Wirral MP claims three million workers will lose £1,350 next year
More than three million working people will lose an average of £1,350 next year because of changes to tax credit thresholds announced in this month’s Budget, according to figures from the House of Commons Library.
Chancellor George Osborne announced plans to cut from £6,420 to £3,850 the earnings level above which tax credits are withdrawn from April 2016, as well as speeding up the rate at which the benefit is lost as pay rises.
Figures obtained by Birkenhead Labour MP Frank Field show the policy will hit families across the UK earning up to £30,000, with the worst-affected losing £2,884 next year.

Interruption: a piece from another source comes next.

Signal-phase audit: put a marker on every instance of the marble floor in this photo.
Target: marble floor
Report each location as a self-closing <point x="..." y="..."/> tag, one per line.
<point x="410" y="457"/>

Workers on £3,850 to £6,420 will lose 48p for every extra pound they earn.
Mr Field said the threshold change – and the increase in the “taper rate” from 41p to 48p in the pound – would hit the “strivers” who the Conservative Party have said they want to support.
“Before, during, and after the general election campaign the Tories rightly gained plaudits for their commitment to protect and advance the interests of Britain’s strivers,” said Mr Field, a former welfare reform minister who chairs the House of Commons Work and Pensions Committee.
“Yet in his first post-election Budget, the Chancellor has decided to knock this group for six. He has torn up the contract they signed when they took it upon themselves to find a job.”
Mr Field was not among the 48 Labour MPs who rebelled on Monday to vote against the Government’s Welfare Reform and Work Bill.
He said the new figures provide the party with an opportunity “to put itself once again on the side of Britain’s army of strivers”.
“First we must fight this double whammy of unfair cuts being forced upon them and, second, we need to push for improvements to the Chancellor’s living wage proposal so that low-paid workers genuinely are better off,” he said.
The new figures suggest that 3.2mworkers will be affected by the changes to thresholds and taper rates, losing an average of £1,350 a year each.
Some 580,100 earning between £3,850 and £6,420 will have benefits withdrawn for the first time, with families at the top end of this band losing £1,200.
On earnings between £10,000 and £20,000, 754,900 families will lose up to £2,184, while losses on earnings between £20,000 and £30,000 will be up to £2,884 for 51,600 families.